The hope for the future is that 3D printing can eventually become as lucrative as 2D printing — which means that a lot of daydreams of success for DDD or SSYS are based on the idea that a move from using 3D printing to “prototype” products to using 3D printing to actually produce end products will create a vastly larger potential market… and, as importantly, create a larger market for materials and feedstock — which, as with ink for printers, are likely to continue to be high-margin profit centers for all the 3D printer companies.

So I’d say we’re still too expensive, I’d still start to consider DDD as a “bottoming out” bargain if it got down to $2-3, and it might never get there… but that’s OK, because I’d only really be interested in a non-growth stock like this if it gets shockingly cheap. Perhaps your opinion will be different, and I’ll leave it to you to make your call — so are you “yeah” or “nay” on DDD? Prefer SSYS or one of the others? Think we’ll have another 3D printing bubble, or that 2020 will mark the bottoming out and beginning of a real recovery in the shares after a long period of weakness? Or is this just another head-fake from businesses that have never done as well as storytellers imagined they could? Let us know what you think with a comment below.

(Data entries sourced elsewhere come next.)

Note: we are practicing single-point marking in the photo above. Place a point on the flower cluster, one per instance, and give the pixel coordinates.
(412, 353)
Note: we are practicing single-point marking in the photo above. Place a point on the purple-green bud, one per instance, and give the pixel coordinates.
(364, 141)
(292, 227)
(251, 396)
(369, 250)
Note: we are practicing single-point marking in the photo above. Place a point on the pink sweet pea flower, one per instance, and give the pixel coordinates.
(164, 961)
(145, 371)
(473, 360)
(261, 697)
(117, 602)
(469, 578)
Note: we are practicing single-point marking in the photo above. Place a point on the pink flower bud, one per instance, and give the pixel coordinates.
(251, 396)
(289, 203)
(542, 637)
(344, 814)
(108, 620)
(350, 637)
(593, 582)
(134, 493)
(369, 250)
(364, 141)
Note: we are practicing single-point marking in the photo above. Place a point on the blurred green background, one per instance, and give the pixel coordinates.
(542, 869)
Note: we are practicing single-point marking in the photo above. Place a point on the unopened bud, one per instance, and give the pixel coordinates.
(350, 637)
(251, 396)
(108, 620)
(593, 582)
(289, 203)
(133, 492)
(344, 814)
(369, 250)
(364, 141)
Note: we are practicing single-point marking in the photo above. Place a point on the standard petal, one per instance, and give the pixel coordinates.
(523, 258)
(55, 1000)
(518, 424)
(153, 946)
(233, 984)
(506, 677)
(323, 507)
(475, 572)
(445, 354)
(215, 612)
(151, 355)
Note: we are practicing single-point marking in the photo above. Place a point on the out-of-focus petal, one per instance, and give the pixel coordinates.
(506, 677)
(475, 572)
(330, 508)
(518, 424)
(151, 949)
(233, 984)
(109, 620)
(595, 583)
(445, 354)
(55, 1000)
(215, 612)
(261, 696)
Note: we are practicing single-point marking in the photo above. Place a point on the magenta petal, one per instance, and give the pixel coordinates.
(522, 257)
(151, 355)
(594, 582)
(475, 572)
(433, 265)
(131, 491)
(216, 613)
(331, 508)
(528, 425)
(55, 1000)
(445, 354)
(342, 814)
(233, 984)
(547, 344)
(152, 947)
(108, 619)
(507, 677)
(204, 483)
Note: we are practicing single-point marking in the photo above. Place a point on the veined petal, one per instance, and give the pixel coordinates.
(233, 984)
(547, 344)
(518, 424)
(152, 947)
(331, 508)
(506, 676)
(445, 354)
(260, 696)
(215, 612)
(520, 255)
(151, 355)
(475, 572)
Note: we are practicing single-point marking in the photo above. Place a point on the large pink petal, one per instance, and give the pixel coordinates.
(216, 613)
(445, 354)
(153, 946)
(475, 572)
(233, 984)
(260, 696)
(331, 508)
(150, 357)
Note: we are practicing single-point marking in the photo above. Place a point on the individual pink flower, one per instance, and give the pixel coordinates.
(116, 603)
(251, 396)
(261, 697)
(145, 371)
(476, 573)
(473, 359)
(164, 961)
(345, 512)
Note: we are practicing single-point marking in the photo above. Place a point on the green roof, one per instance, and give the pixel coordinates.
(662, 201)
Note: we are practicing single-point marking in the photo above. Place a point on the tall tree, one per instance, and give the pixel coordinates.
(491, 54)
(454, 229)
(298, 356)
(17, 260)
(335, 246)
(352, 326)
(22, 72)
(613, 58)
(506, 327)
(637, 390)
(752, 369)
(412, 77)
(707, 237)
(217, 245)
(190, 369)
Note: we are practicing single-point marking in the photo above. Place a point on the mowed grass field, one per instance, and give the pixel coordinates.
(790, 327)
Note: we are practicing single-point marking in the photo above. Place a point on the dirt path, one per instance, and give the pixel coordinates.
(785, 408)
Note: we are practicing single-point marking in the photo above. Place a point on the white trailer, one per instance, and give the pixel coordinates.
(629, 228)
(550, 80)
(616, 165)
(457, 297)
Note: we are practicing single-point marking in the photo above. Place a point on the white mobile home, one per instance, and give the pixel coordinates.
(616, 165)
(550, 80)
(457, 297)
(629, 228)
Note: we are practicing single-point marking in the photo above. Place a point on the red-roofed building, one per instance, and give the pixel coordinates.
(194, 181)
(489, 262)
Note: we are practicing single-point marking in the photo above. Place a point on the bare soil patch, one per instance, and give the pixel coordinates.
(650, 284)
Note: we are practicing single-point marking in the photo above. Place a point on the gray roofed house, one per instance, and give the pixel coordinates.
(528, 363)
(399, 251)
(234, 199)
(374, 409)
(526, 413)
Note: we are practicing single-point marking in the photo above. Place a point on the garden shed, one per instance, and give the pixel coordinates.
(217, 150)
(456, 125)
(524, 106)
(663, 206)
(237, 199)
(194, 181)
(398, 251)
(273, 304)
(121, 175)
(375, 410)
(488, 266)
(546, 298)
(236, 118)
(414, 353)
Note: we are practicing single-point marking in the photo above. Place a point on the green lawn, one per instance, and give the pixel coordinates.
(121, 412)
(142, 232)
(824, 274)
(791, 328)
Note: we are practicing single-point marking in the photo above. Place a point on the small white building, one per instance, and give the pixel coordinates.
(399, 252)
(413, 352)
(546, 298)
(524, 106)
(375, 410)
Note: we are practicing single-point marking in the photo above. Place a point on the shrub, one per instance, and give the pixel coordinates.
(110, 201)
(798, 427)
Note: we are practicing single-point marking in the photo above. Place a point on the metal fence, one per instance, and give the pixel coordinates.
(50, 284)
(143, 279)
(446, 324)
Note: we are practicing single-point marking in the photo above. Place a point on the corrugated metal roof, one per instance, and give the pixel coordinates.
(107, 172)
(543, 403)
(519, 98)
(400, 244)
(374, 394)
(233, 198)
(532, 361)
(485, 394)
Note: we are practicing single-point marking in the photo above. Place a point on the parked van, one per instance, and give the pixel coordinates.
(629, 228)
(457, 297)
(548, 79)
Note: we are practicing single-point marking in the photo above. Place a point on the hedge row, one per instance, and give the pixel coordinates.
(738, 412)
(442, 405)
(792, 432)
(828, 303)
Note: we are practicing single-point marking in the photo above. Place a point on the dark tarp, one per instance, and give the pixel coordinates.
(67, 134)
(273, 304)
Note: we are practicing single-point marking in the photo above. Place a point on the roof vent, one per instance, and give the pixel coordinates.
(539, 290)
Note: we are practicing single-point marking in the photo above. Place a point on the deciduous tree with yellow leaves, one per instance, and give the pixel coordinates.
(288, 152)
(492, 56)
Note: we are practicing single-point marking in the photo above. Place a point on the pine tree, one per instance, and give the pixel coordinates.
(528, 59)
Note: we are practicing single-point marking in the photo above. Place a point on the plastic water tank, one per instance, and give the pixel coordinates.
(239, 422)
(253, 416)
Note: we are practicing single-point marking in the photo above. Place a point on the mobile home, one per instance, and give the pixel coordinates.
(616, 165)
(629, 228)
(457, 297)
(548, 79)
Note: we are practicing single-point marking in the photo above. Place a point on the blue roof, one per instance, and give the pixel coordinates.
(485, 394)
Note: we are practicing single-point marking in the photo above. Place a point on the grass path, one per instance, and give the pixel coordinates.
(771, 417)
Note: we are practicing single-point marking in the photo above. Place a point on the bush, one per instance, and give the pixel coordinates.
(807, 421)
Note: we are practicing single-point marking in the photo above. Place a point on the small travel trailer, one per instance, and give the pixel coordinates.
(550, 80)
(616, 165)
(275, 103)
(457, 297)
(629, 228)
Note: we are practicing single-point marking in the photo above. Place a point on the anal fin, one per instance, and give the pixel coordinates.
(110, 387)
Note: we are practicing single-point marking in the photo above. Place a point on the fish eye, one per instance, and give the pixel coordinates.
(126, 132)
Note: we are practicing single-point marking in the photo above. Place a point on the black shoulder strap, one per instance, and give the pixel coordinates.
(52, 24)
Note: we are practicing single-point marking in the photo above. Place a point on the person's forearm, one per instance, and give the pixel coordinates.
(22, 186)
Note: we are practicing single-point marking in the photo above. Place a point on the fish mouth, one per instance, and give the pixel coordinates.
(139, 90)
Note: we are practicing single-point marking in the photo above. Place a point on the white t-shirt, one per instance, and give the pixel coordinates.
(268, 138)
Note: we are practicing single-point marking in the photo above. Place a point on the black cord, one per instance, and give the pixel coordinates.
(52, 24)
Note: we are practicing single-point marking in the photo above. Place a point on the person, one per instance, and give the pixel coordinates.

P.S. What’s the lesson in this “No. 1 stock for 2020” also being the “No. 1 stock for 2021?”  It’s that the sexy new idea that’s hitting your inbox, and maybe grabbing your attention, is not terribly likely to be the very best investment idea of the moment, or even the best idea that pundit has at that moment (assuming any of us pundits and writers ever know which of our ideas will do best over the next year… which, of course, we don’t)… it’s quite possible that it’s just the marketing pitch that they’ve found which works best, and they’re continuing to hammer it home to as many viewers and readers as possible… and a few tweaks to the copy can make an idea that they first honed with their copywriters and marketers a year or two ago seem like it really is a “recent interview” or a new idea.

Paul Mampilly and Banyan Hill are not the only ones who do this, of course — the insatiable push to recruit new subscribers drives every publisher, that’s their lifeblood, so the marketers test and try lots of ideas to see what will work, and come out with new ideas all the time, but when they find a marketing pitch that really works they’ll re-use it over and over. I recall seeing ads from Banyan Hill, the Oxford Club and Motley Fool, to name a few, that ran off and on for three or four years, never acknowledging that the special report or investment being teased was anything but urgent and brand new.

The email you’re being sent is the one they think will work best to get you to walk in the front door with your credit card in hand, not the one that they think will do you the most good as an investor. Remember that, and you’ll be on your way to thinking a little more clearly for yourself and not falling too hard for what seem like “hot new tips.” 3D Systems might end up being a fine investment over the next few years, despite my skepticism, and you should try to make your own decision on that based on your own research… but this teased recommendation of the stock is not a brand new flash of brilliance as the “#1 stock for 2021” (and, of course, I’m sure it’s not the only “#1 stock for 2021” that we’ll see teased in the months to come).